Several Semiclassical Approaches to Time-resolved Spectroscopy

Authors

  • Jiří Vaníček Ecole Polytechnique Federale de Lausanne (EPFL) Institut des Sciences et Ingenierie Chimiques Laboratory of Theoretical Physical Chemistry EPFL SB ISIC LCPT, BCH 3110 CH-1015 Lausanne, Switzerland. jiri.vanicek@epfl.ch

DOI:

https://doi.org/10.2533/chimia.2017.283

Keywords:

Dephasing representation, Fidelity amplitude, Phase averaging, Semiclassical approximation, Time correlation function, Time-resolved stimulated emission

Abstract

Ultrafast spectroscopy allows molecular dynamics to be resolved on the femtosecond time scale.

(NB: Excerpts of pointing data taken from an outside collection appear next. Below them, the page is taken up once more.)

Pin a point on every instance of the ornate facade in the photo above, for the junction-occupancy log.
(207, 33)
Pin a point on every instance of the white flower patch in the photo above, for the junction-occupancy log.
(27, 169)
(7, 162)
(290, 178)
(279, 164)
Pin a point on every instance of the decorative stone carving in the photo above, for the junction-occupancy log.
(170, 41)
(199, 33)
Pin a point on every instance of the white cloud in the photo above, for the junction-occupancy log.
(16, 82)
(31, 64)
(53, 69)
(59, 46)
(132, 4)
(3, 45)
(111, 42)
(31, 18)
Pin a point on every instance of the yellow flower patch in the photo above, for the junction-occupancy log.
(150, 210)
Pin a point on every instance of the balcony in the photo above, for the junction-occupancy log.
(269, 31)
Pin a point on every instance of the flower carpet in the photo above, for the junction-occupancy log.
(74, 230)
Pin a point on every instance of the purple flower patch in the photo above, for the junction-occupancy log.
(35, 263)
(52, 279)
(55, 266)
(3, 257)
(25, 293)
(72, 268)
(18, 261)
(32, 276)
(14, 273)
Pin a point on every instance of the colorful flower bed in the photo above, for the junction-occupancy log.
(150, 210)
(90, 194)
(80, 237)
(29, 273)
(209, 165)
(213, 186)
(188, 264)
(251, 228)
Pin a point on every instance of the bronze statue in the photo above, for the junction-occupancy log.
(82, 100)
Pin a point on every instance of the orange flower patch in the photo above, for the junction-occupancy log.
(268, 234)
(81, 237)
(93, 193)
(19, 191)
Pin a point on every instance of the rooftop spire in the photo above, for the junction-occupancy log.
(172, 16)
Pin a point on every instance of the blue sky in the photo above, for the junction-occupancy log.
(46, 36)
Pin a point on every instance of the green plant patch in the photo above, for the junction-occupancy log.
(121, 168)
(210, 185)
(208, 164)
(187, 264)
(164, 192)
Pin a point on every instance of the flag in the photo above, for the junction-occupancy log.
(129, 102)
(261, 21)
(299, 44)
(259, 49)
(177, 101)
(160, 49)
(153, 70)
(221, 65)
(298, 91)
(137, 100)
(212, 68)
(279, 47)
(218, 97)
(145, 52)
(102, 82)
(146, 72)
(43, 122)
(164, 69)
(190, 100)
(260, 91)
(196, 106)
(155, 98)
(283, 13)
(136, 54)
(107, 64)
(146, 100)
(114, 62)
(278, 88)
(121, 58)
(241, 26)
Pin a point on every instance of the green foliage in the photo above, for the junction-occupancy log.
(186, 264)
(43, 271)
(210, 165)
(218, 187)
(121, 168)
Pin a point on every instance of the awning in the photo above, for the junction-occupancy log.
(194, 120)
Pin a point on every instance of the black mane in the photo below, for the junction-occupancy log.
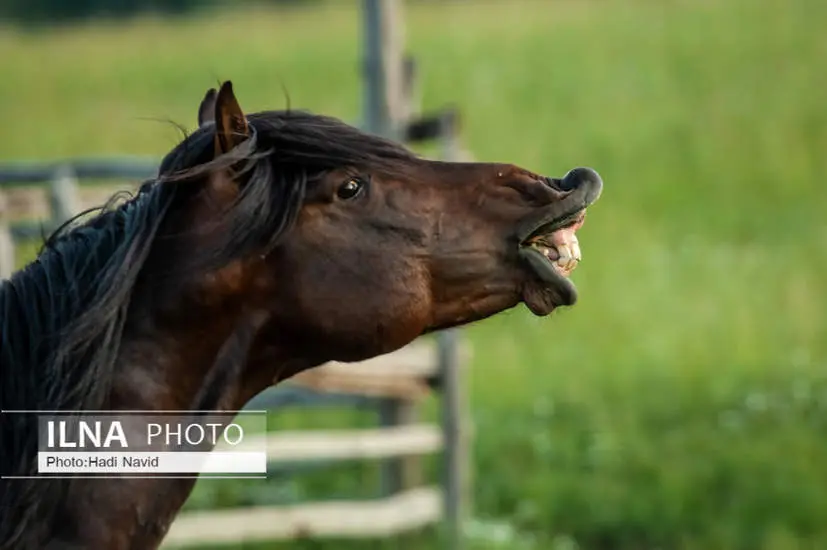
(63, 315)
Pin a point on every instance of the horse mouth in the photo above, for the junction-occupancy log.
(553, 252)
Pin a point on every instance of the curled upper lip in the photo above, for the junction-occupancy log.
(583, 187)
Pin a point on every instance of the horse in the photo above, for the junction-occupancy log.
(267, 244)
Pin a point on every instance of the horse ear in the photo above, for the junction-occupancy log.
(206, 111)
(230, 123)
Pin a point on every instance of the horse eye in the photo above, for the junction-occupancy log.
(350, 189)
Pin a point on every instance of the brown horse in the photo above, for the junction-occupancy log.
(268, 244)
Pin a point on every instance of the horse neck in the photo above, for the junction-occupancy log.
(136, 513)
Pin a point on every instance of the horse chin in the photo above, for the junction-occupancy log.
(550, 288)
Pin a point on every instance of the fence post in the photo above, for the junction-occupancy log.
(6, 242)
(384, 79)
(63, 195)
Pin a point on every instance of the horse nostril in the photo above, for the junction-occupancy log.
(578, 177)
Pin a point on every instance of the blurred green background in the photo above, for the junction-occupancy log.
(682, 403)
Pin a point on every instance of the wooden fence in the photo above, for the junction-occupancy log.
(393, 385)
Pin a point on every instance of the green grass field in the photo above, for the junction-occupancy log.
(683, 402)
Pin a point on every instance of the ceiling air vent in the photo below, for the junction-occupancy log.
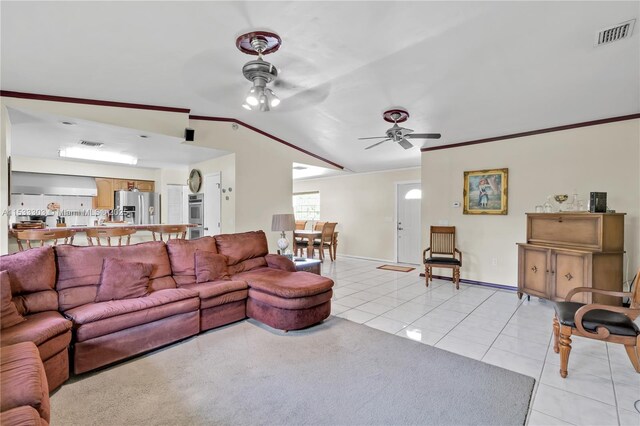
(91, 144)
(615, 32)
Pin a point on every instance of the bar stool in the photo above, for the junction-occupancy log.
(176, 232)
(43, 235)
(109, 233)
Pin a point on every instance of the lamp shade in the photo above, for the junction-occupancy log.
(283, 222)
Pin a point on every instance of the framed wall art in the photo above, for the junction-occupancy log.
(485, 191)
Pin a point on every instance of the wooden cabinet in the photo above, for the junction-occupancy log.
(104, 199)
(106, 187)
(145, 185)
(568, 250)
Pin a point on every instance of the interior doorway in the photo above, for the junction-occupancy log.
(408, 233)
(212, 215)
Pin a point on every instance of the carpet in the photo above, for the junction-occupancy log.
(396, 268)
(338, 372)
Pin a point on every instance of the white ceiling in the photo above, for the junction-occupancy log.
(40, 135)
(468, 70)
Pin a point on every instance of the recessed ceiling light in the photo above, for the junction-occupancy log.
(97, 155)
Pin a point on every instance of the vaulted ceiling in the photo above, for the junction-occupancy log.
(468, 70)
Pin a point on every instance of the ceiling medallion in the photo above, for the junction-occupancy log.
(259, 71)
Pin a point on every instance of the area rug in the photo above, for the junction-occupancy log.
(337, 373)
(396, 268)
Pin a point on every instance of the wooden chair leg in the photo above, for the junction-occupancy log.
(427, 271)
(565, 349)
(634, 356)
(556, 334)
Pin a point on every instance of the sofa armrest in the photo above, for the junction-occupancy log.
(283, 263)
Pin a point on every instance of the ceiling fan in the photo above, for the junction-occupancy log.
(400, 134)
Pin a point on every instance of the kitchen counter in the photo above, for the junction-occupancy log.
(110, 225)
(142, 234)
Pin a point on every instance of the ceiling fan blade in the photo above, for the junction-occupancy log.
(374, 137)
(405, 144)
(376, 144)
(424, 135)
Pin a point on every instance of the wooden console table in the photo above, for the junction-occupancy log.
(572, 249)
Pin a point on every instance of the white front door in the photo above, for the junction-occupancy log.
(211, 189)
(409, 199)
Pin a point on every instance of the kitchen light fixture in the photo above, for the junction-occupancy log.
(97, 155)
(259, 71)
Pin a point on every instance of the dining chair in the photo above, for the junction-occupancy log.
(326, 240)
(442, 251)
(613, 324)
(175, 232)
(44, 236)
(109, 233)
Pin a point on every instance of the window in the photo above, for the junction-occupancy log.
(306, 205)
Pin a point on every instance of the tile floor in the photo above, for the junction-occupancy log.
(492, 326)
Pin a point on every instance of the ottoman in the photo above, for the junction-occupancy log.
(287, 300)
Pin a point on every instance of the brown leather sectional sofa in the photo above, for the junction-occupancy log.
(188, 286)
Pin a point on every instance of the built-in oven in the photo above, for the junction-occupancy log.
(196, 215)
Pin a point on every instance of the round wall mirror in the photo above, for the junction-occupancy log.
(195, 180)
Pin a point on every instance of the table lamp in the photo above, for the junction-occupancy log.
(283, 223)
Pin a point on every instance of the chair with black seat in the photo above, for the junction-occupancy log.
(607, 323)
(442, 251)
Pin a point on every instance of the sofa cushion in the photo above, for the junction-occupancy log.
(38, 328)
(285, 284)
(9, 315)
(101, 319)
(211, 267)
(280, 262)
(216, 288)
(123, 280)
(32, 274)
(91, 312)
(79, 269)
(21, 416)
(182, 257)
(23, 380)
(242, 246)
(294, 303)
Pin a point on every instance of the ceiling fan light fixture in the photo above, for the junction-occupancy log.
(259, 71)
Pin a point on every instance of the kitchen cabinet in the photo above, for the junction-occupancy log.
(569, 250)
(145, 185)
(104, 199)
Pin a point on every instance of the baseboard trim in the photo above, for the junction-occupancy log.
(367, 258)
(480, 283)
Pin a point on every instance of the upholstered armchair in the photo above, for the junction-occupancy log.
(614, 324)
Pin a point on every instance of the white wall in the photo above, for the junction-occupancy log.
(364, 205)
(5, 151)
(263, 174)
(227, 167)
(596, 158)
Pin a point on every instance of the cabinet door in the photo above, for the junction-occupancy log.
(568, 271)
(104, 199)
(120, 185)
(533, 270)
(145, 185)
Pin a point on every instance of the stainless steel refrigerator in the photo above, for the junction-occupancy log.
(137, 208)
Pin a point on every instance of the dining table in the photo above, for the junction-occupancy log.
(310, 236)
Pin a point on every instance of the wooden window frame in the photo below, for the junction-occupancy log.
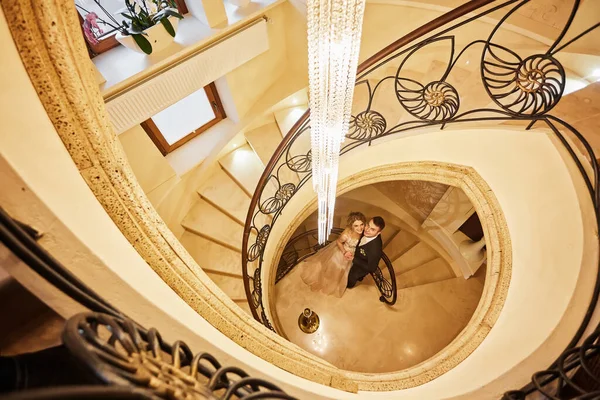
(111, 41)
(159, 140)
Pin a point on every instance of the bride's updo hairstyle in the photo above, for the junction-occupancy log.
(355, 216)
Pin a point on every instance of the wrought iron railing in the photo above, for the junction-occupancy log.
(519, 87)
(106, 355)
(304, 245)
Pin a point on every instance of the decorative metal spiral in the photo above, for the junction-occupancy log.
(258, 246)
(123, 354)
(437, 101)
(281, 197)
(301, 163)
(366, 125)
(528, 87)
(256, 288)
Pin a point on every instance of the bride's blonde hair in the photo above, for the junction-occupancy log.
(355, 216)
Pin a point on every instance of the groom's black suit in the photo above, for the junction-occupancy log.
(366, 260)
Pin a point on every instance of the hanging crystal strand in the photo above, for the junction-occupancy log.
(334, 29)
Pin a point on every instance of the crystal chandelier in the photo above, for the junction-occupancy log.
(334, 29)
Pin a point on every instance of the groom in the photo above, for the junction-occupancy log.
(368, 251)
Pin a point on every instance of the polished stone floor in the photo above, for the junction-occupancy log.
(359, 333)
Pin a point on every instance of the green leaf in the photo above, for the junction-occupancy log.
(143, 43)
(168, 27)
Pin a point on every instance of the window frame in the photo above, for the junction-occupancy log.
(159, 140)
(111, 41)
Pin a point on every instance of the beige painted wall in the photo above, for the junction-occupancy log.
(43, 187)
(151, 169)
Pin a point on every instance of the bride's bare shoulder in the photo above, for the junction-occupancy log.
(346, 234)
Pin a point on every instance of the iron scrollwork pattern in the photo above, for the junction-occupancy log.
(481, 80)
(123, 354)
(304, 245)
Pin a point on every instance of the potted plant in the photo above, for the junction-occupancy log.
(148, 25)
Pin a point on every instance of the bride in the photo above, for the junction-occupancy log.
(327, 271)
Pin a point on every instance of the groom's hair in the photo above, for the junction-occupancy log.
(379, 222)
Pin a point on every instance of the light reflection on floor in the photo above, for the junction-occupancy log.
(359, 333)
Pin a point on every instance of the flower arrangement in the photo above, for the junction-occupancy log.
(138, 16)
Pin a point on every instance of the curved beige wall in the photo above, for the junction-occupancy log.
(551, 226)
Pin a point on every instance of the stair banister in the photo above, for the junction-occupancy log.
(518, 110)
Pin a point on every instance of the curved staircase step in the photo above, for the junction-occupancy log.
(209, 222)
(433, 271)
(417, 255)
(233, 286)
(244, 167)
(264, 140)
(221, 191)
(211, 256)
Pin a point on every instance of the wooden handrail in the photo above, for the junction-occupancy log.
(380, 55)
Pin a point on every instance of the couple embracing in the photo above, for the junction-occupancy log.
(341, 264)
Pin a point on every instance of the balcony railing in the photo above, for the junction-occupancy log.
(516, 87)
(106, 355)
(304, 245)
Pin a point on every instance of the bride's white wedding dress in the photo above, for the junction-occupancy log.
(327, 271)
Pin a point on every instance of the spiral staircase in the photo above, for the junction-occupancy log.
(214, 225)
(540, 283)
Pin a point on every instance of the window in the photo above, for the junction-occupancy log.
(107, 10)
(184, 120)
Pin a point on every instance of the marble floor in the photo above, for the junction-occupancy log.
(359, 333)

Whereas such short time scales obviously pose many experimental challenges, they provide an opportunity for semiclassical methods, which are naturally suited for short time dynamics. Here we review several semiclassical approaches for evaluating vibrationally resolved electronic pump-probe spectra, starting with the simplest, 'phase averaging' or 'dephasing representation'. We continue by discussing several methods developed in our group that allow increasing the efficiency (the cellular dephasing representation) and accuracy (cellular dephasing representation with a prefactor) and end with the Gaussian dephasing representation, which, despite its semiclassical origins, converges to the exact quantum result. The merits as well as shortcomings of the different approaches are demonstrated on time-resolved stimulated emission spectra of NCO and pyrazine.
CHIMIA Vol. 71 No. 05(2017): The Lausanne Centre for Ultrafast Science (LACUS)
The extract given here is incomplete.